The graph below is something that I’ve become incredibly familiar with over the last week. That’s not to say that I wasn’t familiar with Unity’s profiler before, anyone with a reasonable eye on performance will use it every once in a while as a game matures, but this past week has been one of those. The reason is visible in the graph. A memory leak. Small, but definitely there:
Did you find it? Here’s a clue: It starts off as the lowest line and ends up not being the lowest one… Yup. That strange burnt ochre that shows how many materials there are currently. The key here is that this is (pretty much) normal gameplay (apart from me spamming a specific game event) and the number of actual game objects stays relatively constant throughout. That big spike in the blue texture memory line? That’s what happens when you cast a fireball.

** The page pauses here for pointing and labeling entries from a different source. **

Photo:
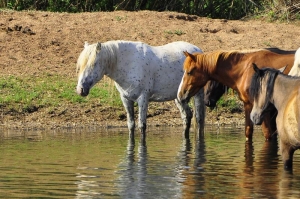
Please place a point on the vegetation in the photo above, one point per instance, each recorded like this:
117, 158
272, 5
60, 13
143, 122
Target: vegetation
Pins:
227, 9
28, 94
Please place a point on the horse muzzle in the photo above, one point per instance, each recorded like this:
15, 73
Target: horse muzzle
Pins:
210, 103
256, 118
81, 91
183, 97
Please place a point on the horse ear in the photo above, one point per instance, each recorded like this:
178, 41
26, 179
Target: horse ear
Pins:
98, 47
256, 69
86, 44
283, 69
187, 54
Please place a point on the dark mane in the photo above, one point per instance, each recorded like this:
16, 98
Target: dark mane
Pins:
256, 83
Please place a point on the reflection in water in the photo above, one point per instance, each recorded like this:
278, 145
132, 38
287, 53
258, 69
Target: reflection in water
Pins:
109, 165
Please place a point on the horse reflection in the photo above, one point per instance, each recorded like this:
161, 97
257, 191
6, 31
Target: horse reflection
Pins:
191, 168
258, 170
137, 179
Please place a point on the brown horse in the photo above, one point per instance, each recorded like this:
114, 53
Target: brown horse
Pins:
233, 69
214, 90
270, 86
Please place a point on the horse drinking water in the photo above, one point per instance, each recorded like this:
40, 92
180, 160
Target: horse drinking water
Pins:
233, 69
271, 86
141, 73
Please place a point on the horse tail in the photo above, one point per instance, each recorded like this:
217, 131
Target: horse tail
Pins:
198, 120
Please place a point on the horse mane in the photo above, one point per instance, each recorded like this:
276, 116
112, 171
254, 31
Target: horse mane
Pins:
89, 54
211, 59
255, 86
86, 58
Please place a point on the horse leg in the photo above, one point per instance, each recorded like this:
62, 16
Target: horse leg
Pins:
186, 116
267, 126
248, 122
199, 112
129, 107
287, 152
143, 109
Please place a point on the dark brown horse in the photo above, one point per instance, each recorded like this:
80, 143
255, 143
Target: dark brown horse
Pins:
233, 69
270, 86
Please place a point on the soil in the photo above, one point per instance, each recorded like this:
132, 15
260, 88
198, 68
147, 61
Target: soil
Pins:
35, 43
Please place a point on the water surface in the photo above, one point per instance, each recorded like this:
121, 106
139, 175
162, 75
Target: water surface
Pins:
106, 164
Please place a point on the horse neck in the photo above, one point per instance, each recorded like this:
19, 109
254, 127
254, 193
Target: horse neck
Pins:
226, 70
282, 89
108, 59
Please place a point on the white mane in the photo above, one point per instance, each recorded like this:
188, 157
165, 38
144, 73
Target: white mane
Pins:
91, 53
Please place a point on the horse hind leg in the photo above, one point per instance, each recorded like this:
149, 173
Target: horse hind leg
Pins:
129, 107
287, 152
143, 109
186, 116
199, 112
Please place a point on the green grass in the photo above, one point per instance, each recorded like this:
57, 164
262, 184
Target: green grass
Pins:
30, 93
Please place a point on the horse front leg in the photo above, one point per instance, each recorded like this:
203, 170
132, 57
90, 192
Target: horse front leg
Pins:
129, 107
248, 122
267, 126
143, 109
287, 152
186, 116
199, 112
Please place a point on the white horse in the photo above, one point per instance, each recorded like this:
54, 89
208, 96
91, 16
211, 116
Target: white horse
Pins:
295, 71
141, 73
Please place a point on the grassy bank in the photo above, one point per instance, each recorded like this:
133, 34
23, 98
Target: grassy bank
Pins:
28, 94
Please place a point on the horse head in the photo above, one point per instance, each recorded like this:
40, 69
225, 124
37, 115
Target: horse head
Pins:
261, 92
194, 77
295, 71
88, 68
213, 91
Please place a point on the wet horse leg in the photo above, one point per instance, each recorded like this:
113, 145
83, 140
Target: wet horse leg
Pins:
267, 127
199, 111
248, 122
287, 152
186, 116
143, 108
129, 107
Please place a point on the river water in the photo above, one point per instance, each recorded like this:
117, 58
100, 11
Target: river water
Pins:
97, 163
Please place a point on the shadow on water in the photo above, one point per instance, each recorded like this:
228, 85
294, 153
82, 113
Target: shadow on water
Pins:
96, 164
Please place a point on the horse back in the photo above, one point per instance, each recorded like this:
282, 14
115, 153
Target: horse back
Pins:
291, 117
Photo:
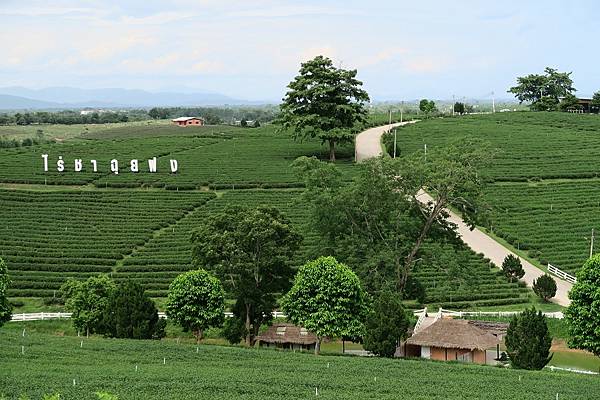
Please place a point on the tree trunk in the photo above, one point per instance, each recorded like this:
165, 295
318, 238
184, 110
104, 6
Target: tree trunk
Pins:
247, 325
199, 335
403, 274
331, 150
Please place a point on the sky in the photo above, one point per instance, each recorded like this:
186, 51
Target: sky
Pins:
252, 49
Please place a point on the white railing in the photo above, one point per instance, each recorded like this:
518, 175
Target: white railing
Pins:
422, 316
561, 274
579, 371
499, 314
39, 316
20, 317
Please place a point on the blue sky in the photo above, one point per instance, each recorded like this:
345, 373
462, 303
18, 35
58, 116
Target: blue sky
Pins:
252, 49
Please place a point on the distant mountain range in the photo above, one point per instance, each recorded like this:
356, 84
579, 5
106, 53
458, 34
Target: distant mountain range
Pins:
20, 98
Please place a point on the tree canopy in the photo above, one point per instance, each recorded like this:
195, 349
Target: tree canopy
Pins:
5, 306
324, 102
543, 91
196, 301
327, 298
528, 340
545, 287
386, 325
427, 106
87, 301
377, 223
512, 267
250, 250
131, 314
582, 313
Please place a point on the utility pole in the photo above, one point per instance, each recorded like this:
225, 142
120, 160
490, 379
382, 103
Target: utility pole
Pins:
401, 109
394, 143
453, 103
592, 244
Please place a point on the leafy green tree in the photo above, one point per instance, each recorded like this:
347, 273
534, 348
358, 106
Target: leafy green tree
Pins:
196, 301
132, 314
324, 102
582, 313
543, 91
250, 250
88, 301
386, 325
528, 340
5, 306
459, 108
233, 330
427, 106
569, 102
327, 299
512, 267
545, 287
378, 222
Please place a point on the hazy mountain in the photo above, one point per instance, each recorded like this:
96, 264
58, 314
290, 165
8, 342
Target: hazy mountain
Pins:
68, 97
8, 102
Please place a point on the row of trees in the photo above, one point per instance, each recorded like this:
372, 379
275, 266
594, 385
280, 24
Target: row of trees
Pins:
98, 305
550, 91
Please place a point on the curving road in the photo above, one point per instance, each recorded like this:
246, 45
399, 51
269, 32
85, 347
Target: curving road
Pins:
368, 144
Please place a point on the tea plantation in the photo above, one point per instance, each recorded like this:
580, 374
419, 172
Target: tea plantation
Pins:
543, 189
138, 225
165, 369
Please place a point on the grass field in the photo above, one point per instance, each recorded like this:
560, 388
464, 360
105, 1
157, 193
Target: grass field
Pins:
137, 226
167, 369
543, 182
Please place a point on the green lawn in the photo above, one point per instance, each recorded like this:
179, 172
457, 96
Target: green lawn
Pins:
78, 367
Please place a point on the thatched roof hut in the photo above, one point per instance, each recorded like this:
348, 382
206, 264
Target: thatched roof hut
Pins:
454, 334
286, 335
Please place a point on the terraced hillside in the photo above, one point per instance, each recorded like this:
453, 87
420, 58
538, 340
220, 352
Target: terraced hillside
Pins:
128, 225
543, 183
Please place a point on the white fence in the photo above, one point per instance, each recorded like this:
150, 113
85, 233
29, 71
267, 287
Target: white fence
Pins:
561, 274
39, 316
20, 317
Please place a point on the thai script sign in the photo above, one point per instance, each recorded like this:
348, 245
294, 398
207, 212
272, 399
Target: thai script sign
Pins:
78, 165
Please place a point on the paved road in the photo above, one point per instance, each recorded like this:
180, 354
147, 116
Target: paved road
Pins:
368, 145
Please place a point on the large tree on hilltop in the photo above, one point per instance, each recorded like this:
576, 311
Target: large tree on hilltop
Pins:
582, 314
324, 102
544, 91
327, 298
250, 250
378, 223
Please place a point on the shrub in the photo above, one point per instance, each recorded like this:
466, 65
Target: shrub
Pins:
512, 267
545, 287
528, 340
132, 314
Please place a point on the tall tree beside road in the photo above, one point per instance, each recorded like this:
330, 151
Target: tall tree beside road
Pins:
544, 91
582, 314
324, 102
250, 250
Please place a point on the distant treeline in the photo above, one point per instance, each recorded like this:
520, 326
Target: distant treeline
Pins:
212, 115
217, 115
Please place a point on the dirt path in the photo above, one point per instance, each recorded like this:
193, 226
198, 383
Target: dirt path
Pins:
368, 145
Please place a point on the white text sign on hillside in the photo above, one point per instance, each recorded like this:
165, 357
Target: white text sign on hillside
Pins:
134, 165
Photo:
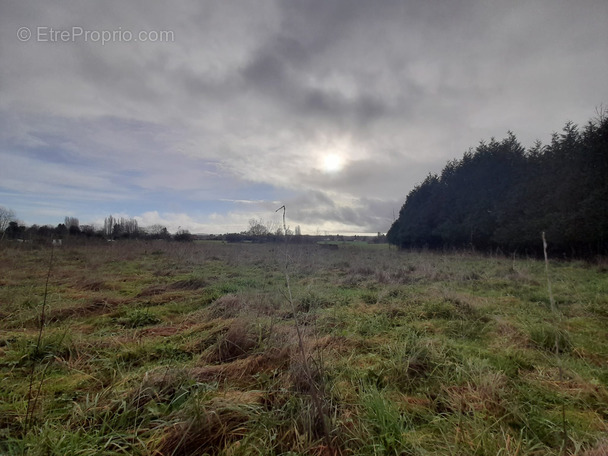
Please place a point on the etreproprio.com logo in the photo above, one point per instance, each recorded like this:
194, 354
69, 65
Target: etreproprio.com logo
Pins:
45, 34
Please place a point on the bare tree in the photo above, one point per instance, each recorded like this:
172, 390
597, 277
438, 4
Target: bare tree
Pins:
6, 217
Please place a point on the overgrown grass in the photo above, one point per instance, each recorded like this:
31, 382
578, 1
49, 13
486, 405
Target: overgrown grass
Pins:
163, 348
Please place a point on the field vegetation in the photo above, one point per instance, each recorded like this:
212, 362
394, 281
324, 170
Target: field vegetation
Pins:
165, 348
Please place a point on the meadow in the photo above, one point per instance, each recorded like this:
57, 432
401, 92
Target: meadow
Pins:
165, 348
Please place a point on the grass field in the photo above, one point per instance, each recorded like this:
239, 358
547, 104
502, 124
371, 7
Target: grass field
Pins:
177, 349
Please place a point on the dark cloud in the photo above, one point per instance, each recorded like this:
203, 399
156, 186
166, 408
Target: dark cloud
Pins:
250, 96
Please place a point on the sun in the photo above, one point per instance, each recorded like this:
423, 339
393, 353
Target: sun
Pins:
332, 163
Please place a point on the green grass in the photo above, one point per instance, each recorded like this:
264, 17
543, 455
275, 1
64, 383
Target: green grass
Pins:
166, 348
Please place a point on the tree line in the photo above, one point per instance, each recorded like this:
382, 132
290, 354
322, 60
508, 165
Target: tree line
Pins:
502, 196
114, 228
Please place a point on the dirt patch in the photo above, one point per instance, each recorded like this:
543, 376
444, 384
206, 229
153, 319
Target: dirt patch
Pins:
244, 368
92, 285
96, 307
188, 284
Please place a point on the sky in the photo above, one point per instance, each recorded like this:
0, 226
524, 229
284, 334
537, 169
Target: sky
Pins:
205, 115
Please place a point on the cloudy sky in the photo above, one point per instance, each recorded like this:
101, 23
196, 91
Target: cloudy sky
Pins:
207, 114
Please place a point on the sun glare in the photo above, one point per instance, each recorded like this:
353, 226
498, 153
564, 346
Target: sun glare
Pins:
332, 163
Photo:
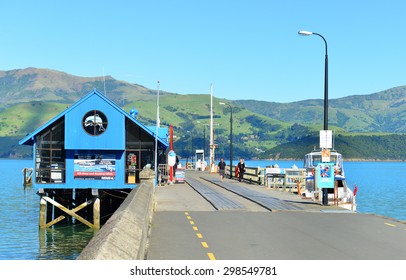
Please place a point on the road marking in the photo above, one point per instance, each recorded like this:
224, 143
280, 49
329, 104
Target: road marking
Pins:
200, 236
211, 256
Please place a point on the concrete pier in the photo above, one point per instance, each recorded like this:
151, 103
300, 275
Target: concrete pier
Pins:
124, 236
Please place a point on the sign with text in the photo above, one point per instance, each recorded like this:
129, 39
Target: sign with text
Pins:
326, 139
325, 175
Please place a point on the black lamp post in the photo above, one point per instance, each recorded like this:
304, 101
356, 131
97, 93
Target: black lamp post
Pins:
231, 138
308, 33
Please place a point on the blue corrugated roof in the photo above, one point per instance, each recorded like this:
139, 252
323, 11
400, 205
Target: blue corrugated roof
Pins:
162, 133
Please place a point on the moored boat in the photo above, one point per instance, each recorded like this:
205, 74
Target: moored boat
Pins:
340, 194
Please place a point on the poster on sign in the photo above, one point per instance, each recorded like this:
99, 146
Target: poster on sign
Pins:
325, 175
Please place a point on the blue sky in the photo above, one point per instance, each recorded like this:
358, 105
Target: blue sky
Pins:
247, 49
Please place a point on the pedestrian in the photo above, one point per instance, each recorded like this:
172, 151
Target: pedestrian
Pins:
221, 168
241, 169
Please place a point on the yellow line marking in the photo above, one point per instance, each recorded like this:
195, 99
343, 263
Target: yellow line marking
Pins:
211, 256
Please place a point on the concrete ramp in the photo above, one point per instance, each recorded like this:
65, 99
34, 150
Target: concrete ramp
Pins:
218, 200
266, 201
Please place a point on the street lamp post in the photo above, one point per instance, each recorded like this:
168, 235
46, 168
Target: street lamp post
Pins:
308, 33
231, 138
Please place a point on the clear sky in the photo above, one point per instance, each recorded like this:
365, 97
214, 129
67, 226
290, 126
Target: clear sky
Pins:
247, 49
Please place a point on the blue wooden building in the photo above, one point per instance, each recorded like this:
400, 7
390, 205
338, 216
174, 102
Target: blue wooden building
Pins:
91, 146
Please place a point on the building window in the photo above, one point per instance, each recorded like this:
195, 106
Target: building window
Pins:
50, 155
94, 122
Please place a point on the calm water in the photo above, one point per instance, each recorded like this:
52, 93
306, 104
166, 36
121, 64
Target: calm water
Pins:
381, 190
21, 238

During the game, you’d expect the material count to climb, but only as much as there were new objects on the screen. Unfortunately they keep slowly, inexorably, climbing every time something happens. That something is a new particle effect being created. Figuring that out was pretty easy – as was figuring out where the material was being leaked: Unity will clone a material every time you reference a GameObject’s renderer.material property. It assumes that you intend to change this particular material in some way, so in order to not change every object of that type, it gives that specific instance a unique material. The problem comes in when Unity prevents materials being handled by standard garbage collection.
Generally, this pessimistic approach is fine. We’d been bitten by this sort of reference-loss problem before, but for some reason in the case of particle systems, an extra clone of an otherwise brand-spanking new material was being created, which we weren’t holding on to and thus was being leaked into the ether of graphics memory where it would be useless to everyone. Eventually, at some hideous time, I stumbled on the right order of operations to prevent this superfluous material’s creation. So now that burnt ochre bloody-well stays put.
Also, the game should be slightly faster and not do that thing where it crashes after you run it nonstop for 3 years… It was a really small memory leak and modern PCs have a lot of room.